I googled the above message, but still couldn't find the solution on how to fix it.

If anybody has experienced it before and would like to share it, I appreciate that.

Thanks!
-Laurentius


----------



## wblock@ (Dec 2, 2014)

See if the jail agrees that it is running FreeBSD 9:
`make -C /usr/ports -V OSVERSION`

If that still says 902001, look for that variable being manually set somewhere, maybe in /etc/make.conf.  Or it is possible that it really does have a FreeBSD 9 world installed in the jail.


----------



## laurentius (Dec 2, 2014)

Setting OSVERSION in /etc/make.conf fixed the issue.

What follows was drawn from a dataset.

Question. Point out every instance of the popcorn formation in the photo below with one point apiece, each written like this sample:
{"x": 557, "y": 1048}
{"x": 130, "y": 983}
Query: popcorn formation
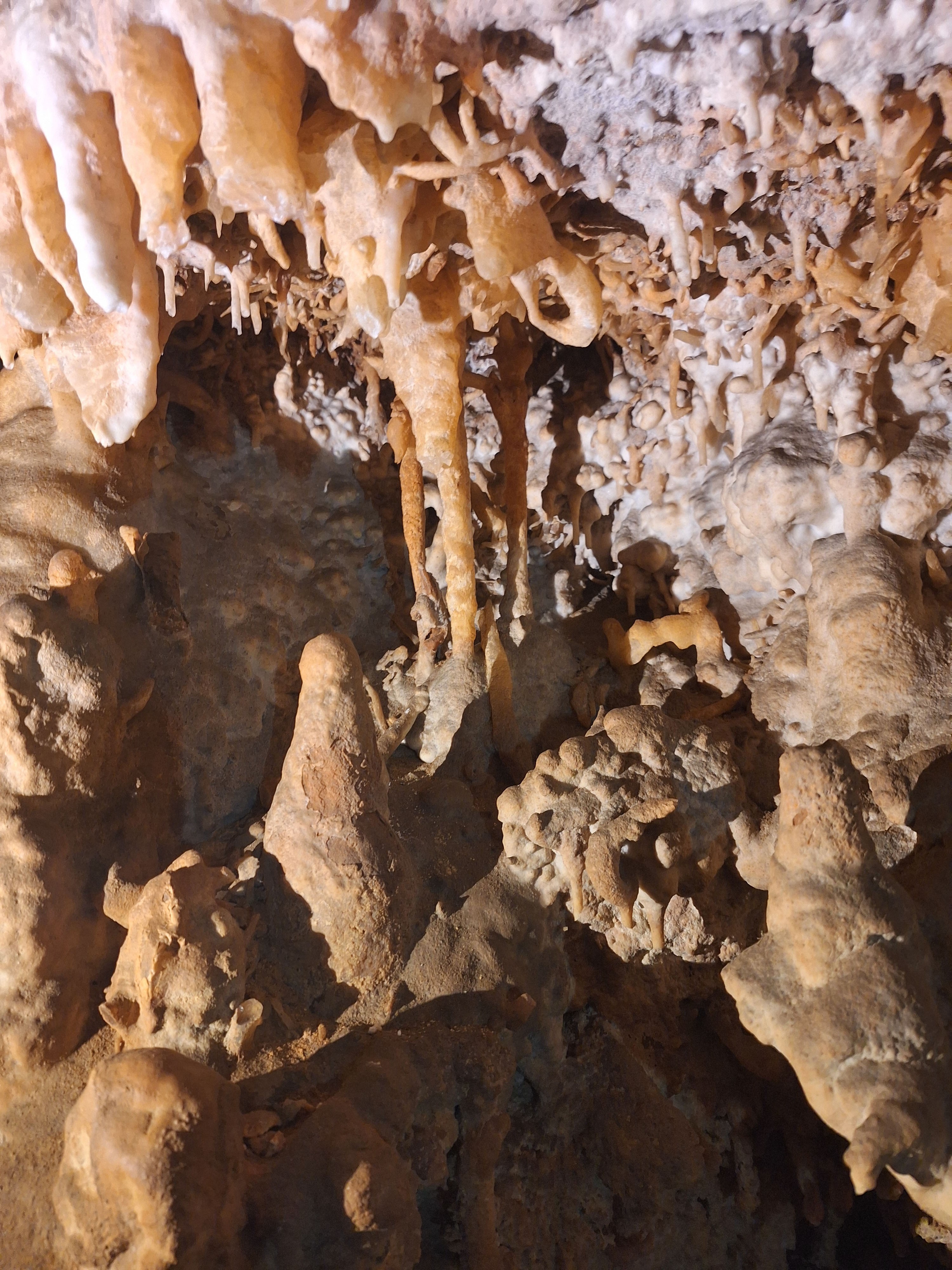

Using this link, https://www.freebsd.org/doc/en/books/porters-handbook/book.html#versions it helps me to find the OSVERSION number.

Thanks a lot for your help.


----------



## wblock@ (Dec 2, 2014)

No, do not set OSVERSION, it is supposed to be determined by the system.  If it is coming up wrong, setting it will only hide the problem.


----------



## laurentius (Dec 2, 2014)

I see. In that case, doing `make -C /usr/ports -V OSVERSION` still returns 902001.

I don't see any variable manually set in /etc/make.conf, except the one that I just added.

If the jail is FreeBSD 9, how can I fix it? Or do you have any other info that you can share?

Thanks!
-Laurentius


----------



## wblock@ (Dec 2, 2014)

Was the host upgraded from FreeBSD 9 to FreeBSD 10?  That would explain this.

In that case, yes, the jail needs to be upgraded.  After a source upgrade (`make buildworld installworld` and then mergemaster(8)) or binary upgrade with freebsd-update(8), then all the ports in the jail must be rebuilt, or reinstalled from packages.


----------



## bsdnet (Jan 11, 2015)

In Thread 49222, when I run `sh release.sh` on 10.1-RELEASE, also met similar issue. But I had never download 11.0-CURRENT source. Is this because release.sh  will get latest source(11.0-CURRENT) in
a chroot(8) environment, which is out of sync with local /usr/ports?

Thanks


----------